—¡Cat! ¡Ay, Cat! ¡Qué bien, por fin te encuentro!
Jeffrey se asoma por la puerta de la clase de la señora Remley. Me gustaría lanzarle un bufido para que aprenda a moverse sin hacer tanto ruido. Al entrar, pasa tan cerca del marco de la puerta que roza la madera con la cabeza y retrocede con un estremecimiento. Cada vez se le da mejor evitar chocarse con cada esquina, pero, de vez en cuando, si se emociona y deja de prestar atención, se le suele olvidar que su cabeza es una caja de cartón. Apoya la mano contra uno de los laterales cortos de la caja y me mira con expresión aturdida.
Cada vez que veo a Jeffrey, siento una sacudida en el pecho, como un calorcillo que me tranquiliza y me asegura que todo saldrá bien incluso estando encerrados en este lugar. Esa sensación no tiene nada que ver con el aspecto que tiene ahora, sino con lo que Jeffrey significa para mí. Sus facciones son un tosco boceto dibujado con ceras de colores; no son más que dos círculos grandes y una boca rectangular compuesta de cuadrados blancos a modo de dientes. Cuando parpadea, sus ojos pasan de ser círculos a convertirse en una línea y recuerda a un dibujo animado que solo tiene dos fotogramas.
Se coloca bien el chaleco azul de punto y echa un vistazo a su alrededor, como si quisiera asegurarse de que no hay nadie delante para ver lo torpe que ha sido, a pesar de que sabe que la señora Remley nunca se reiría de uno de sus alumnos.
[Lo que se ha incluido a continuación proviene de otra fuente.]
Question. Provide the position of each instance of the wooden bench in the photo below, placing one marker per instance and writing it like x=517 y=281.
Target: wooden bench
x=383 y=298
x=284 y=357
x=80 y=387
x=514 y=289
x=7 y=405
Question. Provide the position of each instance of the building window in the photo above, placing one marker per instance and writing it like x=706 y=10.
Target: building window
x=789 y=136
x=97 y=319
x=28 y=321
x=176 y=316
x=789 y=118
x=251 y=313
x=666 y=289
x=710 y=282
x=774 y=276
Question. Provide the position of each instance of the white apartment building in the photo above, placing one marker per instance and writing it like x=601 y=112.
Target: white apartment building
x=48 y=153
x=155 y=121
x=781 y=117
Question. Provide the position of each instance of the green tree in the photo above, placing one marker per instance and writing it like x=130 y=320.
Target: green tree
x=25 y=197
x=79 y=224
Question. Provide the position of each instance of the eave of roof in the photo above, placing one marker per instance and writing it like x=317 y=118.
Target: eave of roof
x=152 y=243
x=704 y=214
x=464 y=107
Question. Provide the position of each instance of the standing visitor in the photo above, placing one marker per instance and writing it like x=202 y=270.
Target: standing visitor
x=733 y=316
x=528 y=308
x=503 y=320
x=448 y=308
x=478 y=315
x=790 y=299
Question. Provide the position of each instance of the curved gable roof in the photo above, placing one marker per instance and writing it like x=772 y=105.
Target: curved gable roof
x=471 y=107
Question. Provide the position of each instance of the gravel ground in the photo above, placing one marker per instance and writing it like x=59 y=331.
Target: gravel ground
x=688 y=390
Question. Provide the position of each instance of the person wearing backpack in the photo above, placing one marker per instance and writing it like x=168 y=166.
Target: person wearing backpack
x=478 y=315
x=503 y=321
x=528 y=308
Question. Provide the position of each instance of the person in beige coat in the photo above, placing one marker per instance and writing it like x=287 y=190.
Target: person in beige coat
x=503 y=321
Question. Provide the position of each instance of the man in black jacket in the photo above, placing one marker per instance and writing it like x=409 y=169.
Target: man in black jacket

—Cat —comienza de nuevo, aunque con voz más pausada—. Tienes que venir a ver una cosa…
Se interrumpe cuando doy un paso hacia él y sé que me he detenido en un punto lo suficientemente iluminado como para que me vea los ojos. O la ausencia de ellos. Unas líneas rectas similares a un par de cejas fruncidas aparecen en su rostro y forman una arruga en el cartón de su frente. Las comisuras de su boca rectangular se curvan hacia abajo.
—¿Cat?
—Estoy bien —lo tranquilizo. Mi voz retumba en las polvorientas paredes de la clase—. ¿Qué tengo que ver?
Deja caer los hombros y apoya una mano sobre su rostro para cubrirse el ojo que previamente había cerrado.
—Madre mía, Cat. Pensé que habías dejado de ser tú.
—Nop. Sigo aquí.
Separa los dedos para mirarme desde detrás de la mano. Una de sus pupilas es un círculo de color sólido, mientras que la otra es una circunferencia vacía.
—¿Todavía puedes ver?
—Veré lo que sea que tengas que enseñarme.
Ahora mismo me preocupa más la razón por la que Jeffrey ha entrado corriendo a la clase que mis ojos. Él nunca tiene prisa. Incluso cuando está nervioso, Jeffrey adopta el comportamiento de uno de esos presentadores carismáticos típicos de los concursos de la tele que intentan darle valor a un premio de mierda. Jeffrey es un mar en calma en medio de la tempestad, porque es lo que le ha tocado ser, porque es quien tiene que encargarse de que haya paz entre nosotros.
Y eso se aplica a todos y cada uno de nosotros: tanto a los que han cambiado como a los que siguen igual.